Tharpe finished with 12 points, three rebounds and two assists in 27 minutes, coming in for McLemore with 13:40 left in the game and the Jayhawks clinging to a 37-35 lead. Self didn’t pull Tharpe until there was just more than a minute left and Kansas had a Sweet 16 matchup Friday against Michigan at Cowboys Stadium in Arlington, Texas, safely in the bag.

Tharpe hit three of six shots — all three-pointers — and three of four free throws. All of his points came in the second half.

McLemore, the Jayhawks’ leading scorer, finished with two points and came back in once more, for 7 seconds.
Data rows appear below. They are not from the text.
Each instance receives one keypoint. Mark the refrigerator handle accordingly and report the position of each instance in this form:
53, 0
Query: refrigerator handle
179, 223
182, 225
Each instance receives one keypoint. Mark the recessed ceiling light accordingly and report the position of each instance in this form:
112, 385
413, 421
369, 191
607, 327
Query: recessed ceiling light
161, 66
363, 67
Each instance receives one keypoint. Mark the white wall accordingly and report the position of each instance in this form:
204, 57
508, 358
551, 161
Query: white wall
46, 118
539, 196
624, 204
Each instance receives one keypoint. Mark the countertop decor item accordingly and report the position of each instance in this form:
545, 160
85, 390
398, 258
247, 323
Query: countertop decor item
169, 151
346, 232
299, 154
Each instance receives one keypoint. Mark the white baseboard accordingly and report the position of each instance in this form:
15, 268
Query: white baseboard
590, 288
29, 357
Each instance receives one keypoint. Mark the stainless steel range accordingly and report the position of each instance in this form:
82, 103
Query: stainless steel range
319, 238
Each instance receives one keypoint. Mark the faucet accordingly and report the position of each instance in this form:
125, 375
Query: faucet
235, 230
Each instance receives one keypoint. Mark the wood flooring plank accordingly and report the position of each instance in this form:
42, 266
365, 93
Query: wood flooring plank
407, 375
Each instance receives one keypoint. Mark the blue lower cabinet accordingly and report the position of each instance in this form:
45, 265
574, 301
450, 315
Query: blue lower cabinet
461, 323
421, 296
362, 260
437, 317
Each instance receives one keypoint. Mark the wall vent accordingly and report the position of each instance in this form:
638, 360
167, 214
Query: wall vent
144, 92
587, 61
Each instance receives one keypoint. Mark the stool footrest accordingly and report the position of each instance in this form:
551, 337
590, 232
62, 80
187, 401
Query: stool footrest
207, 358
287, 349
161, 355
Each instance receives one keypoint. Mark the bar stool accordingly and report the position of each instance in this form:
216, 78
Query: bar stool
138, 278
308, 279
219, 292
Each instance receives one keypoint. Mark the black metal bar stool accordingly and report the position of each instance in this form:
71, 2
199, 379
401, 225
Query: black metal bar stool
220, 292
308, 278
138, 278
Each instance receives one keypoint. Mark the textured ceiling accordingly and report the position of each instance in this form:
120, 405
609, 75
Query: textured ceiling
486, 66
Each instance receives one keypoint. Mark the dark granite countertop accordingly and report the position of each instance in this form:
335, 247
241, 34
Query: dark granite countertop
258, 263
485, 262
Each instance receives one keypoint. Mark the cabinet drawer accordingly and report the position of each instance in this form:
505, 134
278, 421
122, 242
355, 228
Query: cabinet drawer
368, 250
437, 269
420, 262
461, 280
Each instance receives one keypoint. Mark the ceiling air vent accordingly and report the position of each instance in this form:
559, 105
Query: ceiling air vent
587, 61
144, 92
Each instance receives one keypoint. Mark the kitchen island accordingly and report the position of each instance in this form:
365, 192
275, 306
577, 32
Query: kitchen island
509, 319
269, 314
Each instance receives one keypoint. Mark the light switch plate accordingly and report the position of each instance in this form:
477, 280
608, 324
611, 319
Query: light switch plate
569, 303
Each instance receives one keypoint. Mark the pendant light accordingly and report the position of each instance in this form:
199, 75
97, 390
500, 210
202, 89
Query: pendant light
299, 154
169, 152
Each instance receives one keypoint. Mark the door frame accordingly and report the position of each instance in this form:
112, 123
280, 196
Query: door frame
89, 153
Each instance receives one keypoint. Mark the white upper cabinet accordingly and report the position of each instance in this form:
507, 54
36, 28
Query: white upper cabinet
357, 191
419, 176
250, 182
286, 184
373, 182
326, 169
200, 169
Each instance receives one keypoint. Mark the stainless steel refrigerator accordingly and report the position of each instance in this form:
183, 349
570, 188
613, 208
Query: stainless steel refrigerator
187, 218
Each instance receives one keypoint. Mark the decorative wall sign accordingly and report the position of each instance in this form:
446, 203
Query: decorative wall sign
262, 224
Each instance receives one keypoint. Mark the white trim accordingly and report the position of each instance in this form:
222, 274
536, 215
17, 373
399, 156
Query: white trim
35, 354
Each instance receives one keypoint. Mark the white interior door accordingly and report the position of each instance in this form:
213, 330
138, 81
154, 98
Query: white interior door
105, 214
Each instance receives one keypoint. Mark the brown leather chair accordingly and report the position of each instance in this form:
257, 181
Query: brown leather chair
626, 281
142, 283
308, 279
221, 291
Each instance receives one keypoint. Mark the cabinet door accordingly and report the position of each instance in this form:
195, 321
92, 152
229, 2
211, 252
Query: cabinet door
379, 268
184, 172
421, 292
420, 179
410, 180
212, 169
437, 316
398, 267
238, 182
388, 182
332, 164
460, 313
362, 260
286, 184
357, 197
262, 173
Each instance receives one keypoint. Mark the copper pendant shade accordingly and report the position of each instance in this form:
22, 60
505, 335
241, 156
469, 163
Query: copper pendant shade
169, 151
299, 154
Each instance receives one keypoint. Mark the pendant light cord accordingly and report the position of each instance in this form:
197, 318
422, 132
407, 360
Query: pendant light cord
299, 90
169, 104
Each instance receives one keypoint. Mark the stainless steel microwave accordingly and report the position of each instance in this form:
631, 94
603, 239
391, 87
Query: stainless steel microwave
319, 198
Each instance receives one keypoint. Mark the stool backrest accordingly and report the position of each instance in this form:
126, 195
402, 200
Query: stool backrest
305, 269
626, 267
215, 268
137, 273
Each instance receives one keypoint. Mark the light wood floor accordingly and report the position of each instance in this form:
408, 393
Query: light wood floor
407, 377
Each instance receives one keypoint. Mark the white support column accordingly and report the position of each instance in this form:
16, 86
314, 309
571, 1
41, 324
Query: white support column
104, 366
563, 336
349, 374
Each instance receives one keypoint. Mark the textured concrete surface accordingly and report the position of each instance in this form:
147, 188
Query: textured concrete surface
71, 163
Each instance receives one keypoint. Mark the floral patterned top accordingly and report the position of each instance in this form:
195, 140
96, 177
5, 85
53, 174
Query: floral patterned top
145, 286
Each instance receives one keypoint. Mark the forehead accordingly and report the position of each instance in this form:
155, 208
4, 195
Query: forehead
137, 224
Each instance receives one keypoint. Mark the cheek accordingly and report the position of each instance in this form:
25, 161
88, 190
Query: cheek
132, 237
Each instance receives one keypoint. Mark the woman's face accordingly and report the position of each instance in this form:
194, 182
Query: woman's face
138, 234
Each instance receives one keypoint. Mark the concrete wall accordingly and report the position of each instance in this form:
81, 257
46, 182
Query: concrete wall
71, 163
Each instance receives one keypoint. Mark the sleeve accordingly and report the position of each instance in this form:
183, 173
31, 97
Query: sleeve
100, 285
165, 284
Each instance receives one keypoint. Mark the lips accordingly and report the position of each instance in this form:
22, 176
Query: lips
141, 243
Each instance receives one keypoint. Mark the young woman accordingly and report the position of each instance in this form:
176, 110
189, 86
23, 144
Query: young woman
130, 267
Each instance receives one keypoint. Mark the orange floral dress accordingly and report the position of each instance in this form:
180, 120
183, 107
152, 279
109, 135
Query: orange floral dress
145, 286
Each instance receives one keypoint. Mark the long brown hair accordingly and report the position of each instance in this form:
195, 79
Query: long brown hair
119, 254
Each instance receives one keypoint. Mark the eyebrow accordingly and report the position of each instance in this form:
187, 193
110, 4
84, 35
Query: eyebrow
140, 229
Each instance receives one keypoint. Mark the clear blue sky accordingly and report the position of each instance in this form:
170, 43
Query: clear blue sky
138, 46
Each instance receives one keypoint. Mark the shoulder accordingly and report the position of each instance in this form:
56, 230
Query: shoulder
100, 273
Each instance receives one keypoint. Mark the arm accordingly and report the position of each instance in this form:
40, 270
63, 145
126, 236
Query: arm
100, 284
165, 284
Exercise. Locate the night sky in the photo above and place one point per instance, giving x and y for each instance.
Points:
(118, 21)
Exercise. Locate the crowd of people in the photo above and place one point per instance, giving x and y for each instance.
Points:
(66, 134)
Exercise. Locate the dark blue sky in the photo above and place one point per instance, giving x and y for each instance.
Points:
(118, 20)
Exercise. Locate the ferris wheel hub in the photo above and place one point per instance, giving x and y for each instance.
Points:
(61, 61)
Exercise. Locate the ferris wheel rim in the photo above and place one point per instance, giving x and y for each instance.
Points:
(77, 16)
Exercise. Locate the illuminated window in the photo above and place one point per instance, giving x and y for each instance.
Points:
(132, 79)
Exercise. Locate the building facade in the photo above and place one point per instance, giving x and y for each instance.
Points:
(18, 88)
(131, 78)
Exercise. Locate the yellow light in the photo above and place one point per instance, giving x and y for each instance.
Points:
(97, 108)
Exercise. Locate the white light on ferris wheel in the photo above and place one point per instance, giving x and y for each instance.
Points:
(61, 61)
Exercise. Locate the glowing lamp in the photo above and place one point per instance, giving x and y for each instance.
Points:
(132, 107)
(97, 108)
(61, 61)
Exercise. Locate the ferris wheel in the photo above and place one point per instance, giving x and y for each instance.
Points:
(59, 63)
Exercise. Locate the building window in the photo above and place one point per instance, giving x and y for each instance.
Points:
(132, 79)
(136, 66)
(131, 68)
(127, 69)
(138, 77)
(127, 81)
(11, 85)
“Ben labored this weekend,” Self said. “He’s still our leading scorer and we’ll go right back to him … but Naadir came in and we were a better team. He was able to break and handle pressure better.”

Tharpe hadn’t scored in double digits since getting 11 points in a loss at TCU on Feb. 6, and Sunday was his season high.

With Kansas trailing 30-21 to start the second half, Releford and Withey pulled the game back even before Tharpe came in and helped finish off the Tar Heels.

First, a three-pointer that put the Jayhawks up 40-36 with 12:49 to play. Then, a steal and an assist to Releford with 11:36 left to go up 47-38.

Then another three-pointer, this one for Kansas’ first double-digit lead, going up 50-38 with 10:32 left.

“(Self) told me to keep on attacking, keep on being aggressive and keep looking to score,” Tharpe said. “When I made those first couple shots, they started to draw to me and I was able to find our guys when they got open.

“I feel like in the second half we started to really play together … basically we told each other at halftime that this wasn’t how we were going to end this season. We weren’t going to let it get this far and catch a beatdown.”

Tharpe’s signature moment came with 5:40 left and the Tar Heels trying to muster one last run. After North Carolina’s P.J. Hairston hit a three-pointer to make the score 57-47, Tharpe caught the ball on the left wing, took a dribble jab-step to get his defender off-balance and stepped back to hit a three-pointer.

North Carolina never threatened again.

“We’ve had close games like this, but we know we’re not going to quit,” Tharpe said. “I felt like it was one of my greatest games, yes, because of the stakes more than anything.”

Tharpe’s teammates were wowed by his performance, particularly Johnson, who smiled when asked about Tharpe, who entered the game averaging 5.4 points and 3.0 assists.

“(Tharpe) doesn’t always take the shot that Coach wants him to take, he doesn’t always do exactly what you want him to do,” Johnson said. “But you know what? He found a way to get it done tonight. That’s what matters.”